While the Liu lab's program is run from the command line, CRISPETa is presented in a more user-friendly format online. "[CRISPETa] gives you the possibility to visualize directly where your guides are targeting the genome," Pellegrino said.
Like many gRNA design tools, CRISPETa considers both on-target efficiency and potential off-target accuracy. For on-target scoring, it uses an algorithm from Broad Institute researcher John Doench, considered the gold-standard in the field.
Off-targets, while important to consider, aren't so much of a problem for screens, Johnson said.
"We allow the user to select different thresholds of off-target similarity," Johnson said. "If you use stringent parameters, you often cannot design a gRNA pair within the region which you desire. We made everything very flexible."
Johnson said that how to handle off-targets is something his lab discussed a lot. "Our research is basic research in cell lines and therefore we're not so concerned about off-target problems," he said. "If you're working with pairs [of gRNAs], it reduces more the possibility you will have serious off-target effects. I don't see it as a major problem," though he added that off-targets become very important when considering CRISPR for therapeutic purposes.
After removing low-efficiency and likely off-target sites, CRISPETa generates a list of all possible pairs flanking the target sites, and returns a ranked set of pairs from which the researcher can choose one or several to add to the library. Pellegrino said that the software provides a pairwise ranking, which she called a "good parameter" for selecting guides.

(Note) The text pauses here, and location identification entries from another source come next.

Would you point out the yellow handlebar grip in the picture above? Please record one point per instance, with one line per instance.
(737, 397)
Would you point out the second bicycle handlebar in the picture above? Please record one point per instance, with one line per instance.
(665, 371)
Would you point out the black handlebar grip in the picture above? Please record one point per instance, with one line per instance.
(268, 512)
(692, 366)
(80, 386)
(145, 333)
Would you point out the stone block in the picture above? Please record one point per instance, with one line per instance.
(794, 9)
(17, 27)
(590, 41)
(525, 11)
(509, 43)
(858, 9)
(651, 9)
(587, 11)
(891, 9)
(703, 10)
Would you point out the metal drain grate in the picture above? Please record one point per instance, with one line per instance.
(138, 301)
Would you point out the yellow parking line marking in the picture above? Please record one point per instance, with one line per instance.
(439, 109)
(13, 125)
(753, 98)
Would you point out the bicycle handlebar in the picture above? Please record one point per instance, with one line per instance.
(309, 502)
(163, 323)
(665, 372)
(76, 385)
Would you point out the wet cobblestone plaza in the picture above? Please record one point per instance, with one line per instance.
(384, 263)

The pairwise approach has been essential to the research Johnson is conducting. While many gRNA libraries use a single gRNA to target protein coding genes, that kind of approach doesn't work for lncRNAs. "You can use a single guide to knockout a protein because one gRNA introduces frameshifting indels," he said. But lncRNAs don't have an open reading frame. "A small indel not likely to have much impact on the function of the gene," he said.

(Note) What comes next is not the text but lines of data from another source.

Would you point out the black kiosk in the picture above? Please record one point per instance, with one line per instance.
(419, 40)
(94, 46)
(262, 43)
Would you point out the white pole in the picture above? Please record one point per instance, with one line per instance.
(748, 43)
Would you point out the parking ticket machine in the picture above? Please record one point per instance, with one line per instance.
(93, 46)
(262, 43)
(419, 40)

Though gRNA libraries with one gRNA per construct won't work for lncRNA screening, Johnson thinks that his paired gRNA platform could be useful for research on protein coding genes and is working on a version for them.
"We can improve efficiency of knocking out a gene by hitting it with two independent guides in its protein coding sequence," he said. Some genes are difficult to knockout with a single guide; for these, DECKO and CRISPETa could help out, he said, adding that deletion-based screening is versatile and could help in research of other non-coding elements.

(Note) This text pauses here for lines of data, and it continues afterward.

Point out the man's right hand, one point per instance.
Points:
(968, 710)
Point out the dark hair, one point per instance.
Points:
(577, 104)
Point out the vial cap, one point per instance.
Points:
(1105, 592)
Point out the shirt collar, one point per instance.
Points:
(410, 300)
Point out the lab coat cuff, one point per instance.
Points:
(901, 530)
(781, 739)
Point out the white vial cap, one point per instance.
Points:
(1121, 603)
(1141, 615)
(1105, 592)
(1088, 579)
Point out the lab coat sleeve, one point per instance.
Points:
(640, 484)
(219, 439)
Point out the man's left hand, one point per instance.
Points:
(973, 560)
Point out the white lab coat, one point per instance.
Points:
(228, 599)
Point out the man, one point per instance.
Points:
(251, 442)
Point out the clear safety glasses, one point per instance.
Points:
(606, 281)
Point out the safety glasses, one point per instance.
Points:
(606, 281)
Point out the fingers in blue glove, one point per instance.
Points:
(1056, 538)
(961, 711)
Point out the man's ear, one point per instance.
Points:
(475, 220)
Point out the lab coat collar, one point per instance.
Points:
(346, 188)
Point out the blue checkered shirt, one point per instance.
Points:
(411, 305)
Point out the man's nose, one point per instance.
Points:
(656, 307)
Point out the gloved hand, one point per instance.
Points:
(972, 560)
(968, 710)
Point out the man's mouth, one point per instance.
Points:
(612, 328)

He's got other improvements in mind as well. On- and off-target scoring algorithms are their own fast-moving field of research.
"Already we want to implement a new and improved scoring system which was published just before our paper was accepted," Johnson said. Yet, he's unsure how much impact it will ultimately have. "I have a feeling it'll only be a small incremental improvement. The real improvement in these methods will come from experimentally improving the efficiency of DNA deletion and informatics may not yield so much improvement," he said.